African Communalism versus Western Individualism:

African Communalism versus Western
Individualism: A false dichotomy
Posted by Graham Knight
This post is the personal opinion of the author and
may not reflect the views of the Humanist
Association of Ghana.
Professor Osei’s presentation at the International
Humanist Conference in Accra, 2012 entitled The
Relevance of Secular Humanism to the
Contemporary African Society asserted that the
Western construct of Humanism is bringing
excessive individualism to Africa in opposition to
its traditional values of communalism. Professor
Osei also said we need to think about the issue of
LGBT rights within this context.
To find a distinctly African expression of
humanism sounds like an attractive project, yet
the assertion has also been bothering me. I have
been pondering on these issues since that
presentation and hope I may have found a
resolution to the apparent conflict.
We need to recognise that the use of the terms
African and Western are problematic short-hands
in this context, because they group together
different cultures, seeing them as uniform. We all
know there is no country called Africa yet so often
people talk of the West as a place.
Also, sadly, I doubt that humanism is currently as
influential as to bear such a great influence on the
collective consciousness of Ghanaians as to lead
them into excessive individuality. Rather I would
argue that it is the economic system we live under
and urban life which is eroding communal ways of
living.
I also believe there is a false dichotomy between
the individual and the collective. The benefits of
the collective are also expressed through the
benefits to the individual and if our individual
needs were not being met the collective would not
survive. Instead, we need to see the relationship
between communalism and individual rights as a
dialectical one.
In the past communalism was often maintained
through rules and taboos.

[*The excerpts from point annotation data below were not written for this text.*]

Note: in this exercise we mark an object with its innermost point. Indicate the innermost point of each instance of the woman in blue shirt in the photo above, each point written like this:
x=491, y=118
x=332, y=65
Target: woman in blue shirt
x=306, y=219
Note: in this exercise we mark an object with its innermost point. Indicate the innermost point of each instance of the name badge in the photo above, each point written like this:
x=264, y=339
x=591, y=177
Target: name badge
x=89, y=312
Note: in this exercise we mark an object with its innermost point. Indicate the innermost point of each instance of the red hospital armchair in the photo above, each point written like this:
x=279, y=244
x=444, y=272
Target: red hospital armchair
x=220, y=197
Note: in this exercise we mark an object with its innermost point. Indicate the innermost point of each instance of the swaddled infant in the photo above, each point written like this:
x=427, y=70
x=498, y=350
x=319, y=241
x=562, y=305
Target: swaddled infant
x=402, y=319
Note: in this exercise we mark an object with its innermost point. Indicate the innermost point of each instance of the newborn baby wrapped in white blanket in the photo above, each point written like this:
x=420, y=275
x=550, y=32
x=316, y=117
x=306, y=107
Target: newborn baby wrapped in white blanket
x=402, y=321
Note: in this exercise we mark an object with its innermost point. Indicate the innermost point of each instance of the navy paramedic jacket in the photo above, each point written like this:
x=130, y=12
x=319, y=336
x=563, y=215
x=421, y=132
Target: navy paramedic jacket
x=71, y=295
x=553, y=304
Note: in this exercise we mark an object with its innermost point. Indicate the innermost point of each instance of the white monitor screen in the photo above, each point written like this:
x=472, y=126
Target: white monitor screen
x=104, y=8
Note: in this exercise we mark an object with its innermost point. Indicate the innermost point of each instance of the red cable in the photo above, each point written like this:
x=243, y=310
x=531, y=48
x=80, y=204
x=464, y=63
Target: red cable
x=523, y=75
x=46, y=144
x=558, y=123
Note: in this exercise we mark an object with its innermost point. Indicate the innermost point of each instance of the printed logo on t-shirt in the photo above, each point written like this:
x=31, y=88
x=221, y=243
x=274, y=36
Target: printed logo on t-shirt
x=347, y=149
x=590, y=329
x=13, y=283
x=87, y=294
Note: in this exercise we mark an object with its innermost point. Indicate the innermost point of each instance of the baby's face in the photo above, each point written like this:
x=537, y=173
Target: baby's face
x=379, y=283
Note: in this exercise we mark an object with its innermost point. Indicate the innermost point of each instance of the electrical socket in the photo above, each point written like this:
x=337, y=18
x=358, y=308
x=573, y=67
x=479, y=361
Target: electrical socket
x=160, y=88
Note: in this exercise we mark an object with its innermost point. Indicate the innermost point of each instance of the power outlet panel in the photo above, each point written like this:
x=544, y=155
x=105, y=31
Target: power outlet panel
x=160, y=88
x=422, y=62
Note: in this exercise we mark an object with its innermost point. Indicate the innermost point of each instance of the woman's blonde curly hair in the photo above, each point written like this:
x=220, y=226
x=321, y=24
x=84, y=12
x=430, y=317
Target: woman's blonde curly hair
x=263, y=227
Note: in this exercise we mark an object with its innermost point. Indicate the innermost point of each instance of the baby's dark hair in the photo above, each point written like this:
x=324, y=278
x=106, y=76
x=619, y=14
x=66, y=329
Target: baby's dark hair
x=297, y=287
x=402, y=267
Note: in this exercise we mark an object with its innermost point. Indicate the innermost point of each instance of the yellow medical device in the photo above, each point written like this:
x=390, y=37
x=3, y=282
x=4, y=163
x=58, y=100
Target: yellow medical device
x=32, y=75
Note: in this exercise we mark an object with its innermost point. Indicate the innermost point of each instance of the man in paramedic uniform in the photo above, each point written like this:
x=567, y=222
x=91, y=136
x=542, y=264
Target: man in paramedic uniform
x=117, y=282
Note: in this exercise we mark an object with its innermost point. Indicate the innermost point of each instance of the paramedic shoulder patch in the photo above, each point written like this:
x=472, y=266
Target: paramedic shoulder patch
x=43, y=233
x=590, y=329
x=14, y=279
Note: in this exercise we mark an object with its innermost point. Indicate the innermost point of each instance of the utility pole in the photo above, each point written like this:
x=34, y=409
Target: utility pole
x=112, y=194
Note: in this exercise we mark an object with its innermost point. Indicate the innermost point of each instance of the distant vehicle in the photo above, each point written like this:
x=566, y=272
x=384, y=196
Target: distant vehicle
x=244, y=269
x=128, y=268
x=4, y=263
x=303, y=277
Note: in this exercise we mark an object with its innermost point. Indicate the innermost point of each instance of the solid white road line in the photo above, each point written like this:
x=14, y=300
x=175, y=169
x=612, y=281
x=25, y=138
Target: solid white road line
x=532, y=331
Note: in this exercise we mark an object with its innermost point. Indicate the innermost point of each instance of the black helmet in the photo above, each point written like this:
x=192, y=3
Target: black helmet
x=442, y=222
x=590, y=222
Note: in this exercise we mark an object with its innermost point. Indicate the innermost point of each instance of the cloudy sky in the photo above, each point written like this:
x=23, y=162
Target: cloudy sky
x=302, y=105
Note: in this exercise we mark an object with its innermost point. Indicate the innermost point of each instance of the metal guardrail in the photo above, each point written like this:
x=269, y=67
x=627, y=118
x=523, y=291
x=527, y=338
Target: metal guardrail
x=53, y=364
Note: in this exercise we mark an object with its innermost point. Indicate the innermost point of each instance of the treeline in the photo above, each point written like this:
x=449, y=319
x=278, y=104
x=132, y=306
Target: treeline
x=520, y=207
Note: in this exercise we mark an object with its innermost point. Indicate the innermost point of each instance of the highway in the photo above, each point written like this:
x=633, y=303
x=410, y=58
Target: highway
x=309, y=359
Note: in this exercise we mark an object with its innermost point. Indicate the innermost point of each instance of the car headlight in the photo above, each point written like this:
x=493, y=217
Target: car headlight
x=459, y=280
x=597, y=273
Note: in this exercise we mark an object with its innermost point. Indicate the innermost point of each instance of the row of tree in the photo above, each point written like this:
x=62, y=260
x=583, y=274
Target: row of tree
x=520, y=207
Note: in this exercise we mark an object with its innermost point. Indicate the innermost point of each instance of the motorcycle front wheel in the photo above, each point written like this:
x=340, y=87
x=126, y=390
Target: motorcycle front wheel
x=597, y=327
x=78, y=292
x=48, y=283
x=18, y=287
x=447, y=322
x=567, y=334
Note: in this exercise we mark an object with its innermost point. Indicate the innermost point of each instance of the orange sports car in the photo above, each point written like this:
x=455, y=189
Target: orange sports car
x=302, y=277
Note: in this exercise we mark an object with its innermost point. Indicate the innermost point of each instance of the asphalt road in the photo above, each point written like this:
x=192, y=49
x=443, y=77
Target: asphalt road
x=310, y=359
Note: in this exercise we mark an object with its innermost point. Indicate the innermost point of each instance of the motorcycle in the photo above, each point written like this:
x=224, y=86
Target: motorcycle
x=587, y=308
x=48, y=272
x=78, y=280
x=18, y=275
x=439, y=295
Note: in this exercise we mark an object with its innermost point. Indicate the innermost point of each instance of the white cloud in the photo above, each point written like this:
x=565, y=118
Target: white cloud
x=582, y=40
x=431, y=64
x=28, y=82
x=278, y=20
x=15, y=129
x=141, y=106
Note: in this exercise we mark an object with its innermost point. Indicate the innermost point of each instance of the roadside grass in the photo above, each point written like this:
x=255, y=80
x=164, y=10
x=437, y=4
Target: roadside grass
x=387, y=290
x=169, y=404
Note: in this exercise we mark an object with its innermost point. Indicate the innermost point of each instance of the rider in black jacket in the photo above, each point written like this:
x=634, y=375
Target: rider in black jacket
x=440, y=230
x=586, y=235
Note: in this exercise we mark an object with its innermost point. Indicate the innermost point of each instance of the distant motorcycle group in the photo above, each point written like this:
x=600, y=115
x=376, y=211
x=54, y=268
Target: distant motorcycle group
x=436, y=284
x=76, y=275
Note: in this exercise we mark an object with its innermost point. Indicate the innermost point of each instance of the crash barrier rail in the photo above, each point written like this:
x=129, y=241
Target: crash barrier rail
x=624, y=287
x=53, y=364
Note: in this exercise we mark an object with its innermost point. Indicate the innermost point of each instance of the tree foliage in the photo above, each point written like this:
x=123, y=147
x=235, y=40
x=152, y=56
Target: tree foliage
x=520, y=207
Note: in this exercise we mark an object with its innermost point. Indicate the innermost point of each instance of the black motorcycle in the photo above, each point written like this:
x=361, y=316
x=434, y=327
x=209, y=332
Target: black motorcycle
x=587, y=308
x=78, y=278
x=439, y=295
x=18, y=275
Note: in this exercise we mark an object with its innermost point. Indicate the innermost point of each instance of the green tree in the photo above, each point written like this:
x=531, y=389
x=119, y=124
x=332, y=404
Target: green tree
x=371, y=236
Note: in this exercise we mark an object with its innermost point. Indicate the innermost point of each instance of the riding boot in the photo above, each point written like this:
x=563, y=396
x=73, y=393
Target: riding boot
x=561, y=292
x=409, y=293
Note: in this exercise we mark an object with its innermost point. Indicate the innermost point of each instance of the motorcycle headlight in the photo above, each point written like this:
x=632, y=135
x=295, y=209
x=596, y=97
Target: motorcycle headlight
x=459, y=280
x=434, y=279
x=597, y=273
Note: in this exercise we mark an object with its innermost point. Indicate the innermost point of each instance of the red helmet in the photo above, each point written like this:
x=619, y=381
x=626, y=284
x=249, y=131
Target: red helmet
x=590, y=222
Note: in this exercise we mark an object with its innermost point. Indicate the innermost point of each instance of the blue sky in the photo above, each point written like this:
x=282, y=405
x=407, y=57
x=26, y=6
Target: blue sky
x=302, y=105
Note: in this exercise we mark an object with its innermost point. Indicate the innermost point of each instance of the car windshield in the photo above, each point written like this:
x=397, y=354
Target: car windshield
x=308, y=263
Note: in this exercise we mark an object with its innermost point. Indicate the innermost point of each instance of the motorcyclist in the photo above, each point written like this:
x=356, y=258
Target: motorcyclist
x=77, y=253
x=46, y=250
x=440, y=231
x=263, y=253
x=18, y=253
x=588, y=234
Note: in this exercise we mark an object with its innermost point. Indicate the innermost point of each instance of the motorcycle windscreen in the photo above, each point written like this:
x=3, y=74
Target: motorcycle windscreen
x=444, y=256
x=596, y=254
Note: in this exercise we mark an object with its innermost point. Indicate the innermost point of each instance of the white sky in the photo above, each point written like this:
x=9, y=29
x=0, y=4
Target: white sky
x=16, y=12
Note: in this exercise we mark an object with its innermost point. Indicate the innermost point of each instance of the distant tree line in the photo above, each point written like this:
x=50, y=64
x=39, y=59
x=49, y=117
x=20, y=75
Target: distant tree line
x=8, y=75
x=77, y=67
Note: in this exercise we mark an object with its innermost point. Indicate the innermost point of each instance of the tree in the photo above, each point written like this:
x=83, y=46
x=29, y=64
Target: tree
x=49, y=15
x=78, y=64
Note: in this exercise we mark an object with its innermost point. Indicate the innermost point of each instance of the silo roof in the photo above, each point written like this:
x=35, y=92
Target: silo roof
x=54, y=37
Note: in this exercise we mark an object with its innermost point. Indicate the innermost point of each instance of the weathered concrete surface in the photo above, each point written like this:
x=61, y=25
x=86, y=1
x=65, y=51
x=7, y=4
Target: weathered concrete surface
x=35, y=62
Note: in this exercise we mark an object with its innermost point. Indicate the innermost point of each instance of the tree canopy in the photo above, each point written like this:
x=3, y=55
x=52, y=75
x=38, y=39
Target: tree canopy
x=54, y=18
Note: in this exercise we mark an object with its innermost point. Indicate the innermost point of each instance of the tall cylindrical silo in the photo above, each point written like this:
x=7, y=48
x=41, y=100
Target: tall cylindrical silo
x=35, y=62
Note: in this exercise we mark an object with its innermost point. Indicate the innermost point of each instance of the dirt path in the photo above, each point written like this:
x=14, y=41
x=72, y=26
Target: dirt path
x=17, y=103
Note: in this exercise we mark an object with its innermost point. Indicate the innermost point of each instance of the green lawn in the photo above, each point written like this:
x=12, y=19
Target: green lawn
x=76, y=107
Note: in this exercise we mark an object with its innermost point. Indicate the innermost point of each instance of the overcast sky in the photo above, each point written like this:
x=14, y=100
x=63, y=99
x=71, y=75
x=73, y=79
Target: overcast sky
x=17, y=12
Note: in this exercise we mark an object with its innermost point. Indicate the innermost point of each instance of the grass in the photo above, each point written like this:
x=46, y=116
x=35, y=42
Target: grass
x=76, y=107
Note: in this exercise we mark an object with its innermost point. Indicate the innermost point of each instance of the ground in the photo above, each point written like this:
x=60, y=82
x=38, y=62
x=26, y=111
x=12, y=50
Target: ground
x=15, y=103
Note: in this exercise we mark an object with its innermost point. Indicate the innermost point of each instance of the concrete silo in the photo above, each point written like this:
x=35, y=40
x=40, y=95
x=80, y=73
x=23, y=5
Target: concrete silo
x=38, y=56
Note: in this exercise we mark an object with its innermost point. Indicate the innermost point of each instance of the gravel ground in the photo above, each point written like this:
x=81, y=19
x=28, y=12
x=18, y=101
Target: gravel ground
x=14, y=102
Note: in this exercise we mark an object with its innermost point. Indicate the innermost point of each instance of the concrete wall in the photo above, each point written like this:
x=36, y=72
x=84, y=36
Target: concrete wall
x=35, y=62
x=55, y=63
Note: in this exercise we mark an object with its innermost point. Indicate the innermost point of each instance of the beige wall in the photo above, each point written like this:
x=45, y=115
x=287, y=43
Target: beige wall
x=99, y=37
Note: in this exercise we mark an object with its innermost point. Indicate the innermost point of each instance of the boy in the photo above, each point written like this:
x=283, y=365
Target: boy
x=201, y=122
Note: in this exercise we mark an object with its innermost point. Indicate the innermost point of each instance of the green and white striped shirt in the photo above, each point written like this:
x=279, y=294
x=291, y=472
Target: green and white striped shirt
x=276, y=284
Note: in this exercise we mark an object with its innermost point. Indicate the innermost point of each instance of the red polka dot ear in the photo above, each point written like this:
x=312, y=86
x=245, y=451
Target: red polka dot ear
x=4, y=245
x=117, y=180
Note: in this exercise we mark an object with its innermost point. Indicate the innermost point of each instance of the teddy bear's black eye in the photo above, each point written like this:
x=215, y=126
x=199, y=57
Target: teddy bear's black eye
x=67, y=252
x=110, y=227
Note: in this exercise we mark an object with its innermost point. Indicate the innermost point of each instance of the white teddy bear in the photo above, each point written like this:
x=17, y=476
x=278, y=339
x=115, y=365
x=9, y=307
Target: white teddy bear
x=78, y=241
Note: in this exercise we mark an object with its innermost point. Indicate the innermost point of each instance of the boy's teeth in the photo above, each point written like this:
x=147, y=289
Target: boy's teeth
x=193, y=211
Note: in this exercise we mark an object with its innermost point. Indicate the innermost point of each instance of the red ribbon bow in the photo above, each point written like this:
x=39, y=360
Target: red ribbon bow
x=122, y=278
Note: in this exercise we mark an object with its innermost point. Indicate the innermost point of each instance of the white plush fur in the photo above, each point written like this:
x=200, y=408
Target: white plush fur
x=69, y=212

Today everything is to
be questioned. For example we now challenge the
purity of ethnic groups by customs prohibiting
marriage between certain groups. This process
cannot be halted.
So we are now faced with making conscious moral
choices about the way we live with others which
humanism can inform. Communal ways of living
are certainly becoming more difficult with
modernity, but ways of caring for others are still
possible. The emergence of the State has also
taken over many of the responsibilities that
communities or individuals once had. The
functions of communalism now take
different forms although its appearance
has changed.
The ‘West’ is often accused of being individualistic
but this ignores the ways in which solidarity and
social responsibility still exist. Examples in the UK
for example, would be the tax contributions
individuals make to the welfare state which
provides cheap rent, free health care, money given
for the upbringing of your children , allowances
when you are unemployed or disabled and state
pensions. People also do voluntary work for ethical
causes, donate to charity, give blood, adopt
children, set up and work within community
neighbourhood projects, etc.
Human rights therefore, far from being due to
excessive individualism should be seen within the
context of the collective. Where individualism
separates people into different groups and assigns
them superior or devalued statuses, atomising
society, human rights recognises our common
bonds.
The contemporary colonial legalistic and religious
condemnation of people with same-sex desire
creates false divisions and embodies forms of
sexual desire within the individual. The fight for
LGBT rights should not therefore be seen as
western individualism but as welcoming people
into the collective and acknowledging the role they
can also play as human beings.
Our job as humanists is to alert people to the
necessity of making moral choices about how we
connect and interact with those around us and to
find practical solutions to those challenges.